Secara umum, para peserta dari Jeju memiliki tekanan darah secara keseluruhan lebih tinggi daripada peserta daratan, dan selama penyelaman simulasi, kedua kelompok mengalami tekanan darah diastolik yang lebih tinggi daripada garis dasar mereka. Namun, para peneliti menemukan bahwa keberadaan varian gen reseptor IIa Fcγ terkait dengan tekanan darah diastolik yang secara signifikan lebih rendah pada peserta Jeju selama menyelam.
Varian gen ini dapat membantu melindungi jeju haenyo dari komplikasi yang terkait dengan hipertensi yang diinduksi diving, atau tekanan darah tinggi, yang bisa sangat berbahaya dalam kehamilan, tim menyarankan. Hipotesis ini belum dikonfirmasi.
“Frekuensi kedua varian genetik adalah sama di semua penduduk Jeju Island,” kata Ilardo. “Pada dasarnya, sepertinya semua orang dari Jeju sama -sama cenderung turun dari penyelam. Atau dengan kata lain, Anda seorang penyelam aktif, atau keturunan penyelam.”
Terkait: Detak jantung penyelam gratis bisa turun serendah 11 denyut per menit
Tatum Simonsonseorang ahli genetika dan ahli fisiolog di University of California, San Diego Health yang tidak terlibat dalam penelitian ini, berpikir yang menghubungkan fisiologi Haenyeo dengan genetika mereka sangat berharga untuk memahami bagaimana orang merespons hipoksia, atau kadar oksigen yang rendah. Simonson mempelajari genetika dan fisiologi orang yang tinggal di daerah ketinggian tinggi, di mana tingkat oksigen atmosfer lebih rendah daripada di permukaan laut.
“Bisa jadi beberapa varian genetik yang sama ditemukan dalam kelompok lain,” katanya, “dan karenanya, itu bisa menjadi penting dalam hal melihat bagaimana orang menanggapi tekanan hipoksia.”
Berbagai kondisi medis, termasuk penyakit jantung dan paru -paru, juga bisa mendorong tubuh ke dalam keadaan hipoksiaSimonson menambahkan. Secara luas mempelajari dasar-dasar genetik tentang bagaimana tubuh beradaptasi dengan situasi rendah oksigen berpotensi membantu para ilmuwan memahami bagaimana tubuh merespons dalam keadaan penyakit ini.
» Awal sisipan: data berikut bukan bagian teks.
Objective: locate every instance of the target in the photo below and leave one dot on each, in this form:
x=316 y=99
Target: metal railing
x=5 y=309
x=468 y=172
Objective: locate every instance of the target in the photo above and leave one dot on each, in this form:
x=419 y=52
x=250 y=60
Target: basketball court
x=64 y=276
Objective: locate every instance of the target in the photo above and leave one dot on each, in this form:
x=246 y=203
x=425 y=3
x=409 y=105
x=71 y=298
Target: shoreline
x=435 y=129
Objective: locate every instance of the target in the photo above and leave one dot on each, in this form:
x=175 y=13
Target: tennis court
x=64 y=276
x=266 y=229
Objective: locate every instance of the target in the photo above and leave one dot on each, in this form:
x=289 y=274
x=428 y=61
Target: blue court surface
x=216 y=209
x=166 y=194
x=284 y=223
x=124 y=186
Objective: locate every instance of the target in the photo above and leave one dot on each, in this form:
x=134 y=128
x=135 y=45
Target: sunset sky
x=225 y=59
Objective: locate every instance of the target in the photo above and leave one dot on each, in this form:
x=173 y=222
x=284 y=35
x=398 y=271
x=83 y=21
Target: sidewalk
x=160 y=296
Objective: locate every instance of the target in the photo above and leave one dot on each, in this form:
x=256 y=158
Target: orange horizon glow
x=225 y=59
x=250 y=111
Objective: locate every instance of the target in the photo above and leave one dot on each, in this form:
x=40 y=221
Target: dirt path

Beberapa perbedaan yang terlihat pada penyelam dan non-penyelam mungkin turun ke pelatihan, daripada genetika, tambah Ilardo. Selain melihat tekanan darah penyelam jatuh, detak jantung mereka juga dipengaruhi oleh menyelam. Detak jantung satu penyelam turun lebih dari 40 denyut per menit hanya dalam 15 detik selama menyelam-efek yang tidak terlihat pada populasi yang tidak menyelam lainnya.
Kemampuan ini tampaknya merupakan hasil dari pelatihan seumur hidup, bukan genetik, kata Ilardo. Analisis ini tidak mengungkapkan gen tertentu yang terkait dengan kemampuan, dan terlebih lagi, penyelam dan non-penyelamatan dari Jeju menunjukkan perbedaan dramatis, meskipun berbagi banyak makeup genetik mereka.
Tubuh kita merespons lingkungan ekstrem baik melalui adaptasi evolusi, yang terjadi selama beberapa generasi, atau melalui aklimatisasi, yang terjadi dalam seumur hidup, Cara Ocobockseorang ahli biologi manusia dan antropolog di University of Notre Dame mengatakan kepada Live Science.
“Bahkan jika Anda memiliki sekelompok orang yang secara generasi telah melakukan menyelam ini untuk jangka waktu yang lama, Anda akan melihat perbedaan individu dalam bagaimana setiap orang merespons,” kata Ocobock, yang tidak terlibat dalam pekerjaan baru. Dia mempelajari bagaimana penggembala rusa di Finlandia mengatasi suhu dingin.
Memahami cara -cara populasi yang berbeda baik beradaptasi dan aklimatisasi dengan kondisi ekstrem berpotensi membantu menunjukkan strategi untuk membantu orang mengatasi kondisi itu Perubahan Iklim Mungkin memicu, kata Ocobock. “Ini adalah jenis pekerjaan yang benar -benar perlu kita lakukan.”